Given the opportunity, would you freeze yourself so that you could see the future? Is the ability to extend our lives in this way a positive thing, or cause for alarm?
In “Going Under” the process of cryogenic freezing is used more as an analogy for stasis – staying in one place, and giving up on dreams and ambitions. The population has largely given up on the present. In reality however, I think that those who would chose to “go under” would be pioneers of a sort, blazing a trail into the future. I don’t think that many people would leave their lives behind for the unknown – I know that I have too many attachments – but I think the technology would draw the same kinds of people who sell all their belongings and backpack across the globe.

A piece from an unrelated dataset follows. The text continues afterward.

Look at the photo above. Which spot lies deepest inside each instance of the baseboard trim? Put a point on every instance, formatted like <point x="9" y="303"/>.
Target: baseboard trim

Do you notice any particular themes that seem to crop up often in your work?
Perhaps loneliness, though longing might be a better word. A desire to be seen and understood. I try to pull a thread of true human emotion through everything I write. Many of the perspectives I create look at events and people from the outside, understanding but not quite belonging.
Could you tell us a little about the other projects you’re working on? Your website mentions a stage play and also features a collection of poetry titled A Year In The Deepwood.
I’m currently working on a stage play about the effects that a series of serial murders would have on a modern city. The focus is on a group of students and teachers at a small university and how the growing fear and paranoia influences their daily lives and relationships.
A Year In The Deepwood is an ongoing poetry series that is exclusive to the website. It’s centered on an inexplicably endless forest, full of strange creatures and lost civilizations. Half of the poems are centered on an unnamed man who, as the title suggests, spends a year trapped in the forest, travelling ever deeper into the strange and frightening depths of The Deepwood. The other half focuses on legends and animals found in the forest – these pieces often intertwine and inform The Man’s journey.
I’m also putting together poems for my first chapbook, which I hope to have out by the end of the year.
Mack W Mani was born in rural Washington State. He currently lives in Portland. His work has appeared in The Pedestal Magazine and The Non-Binary Review.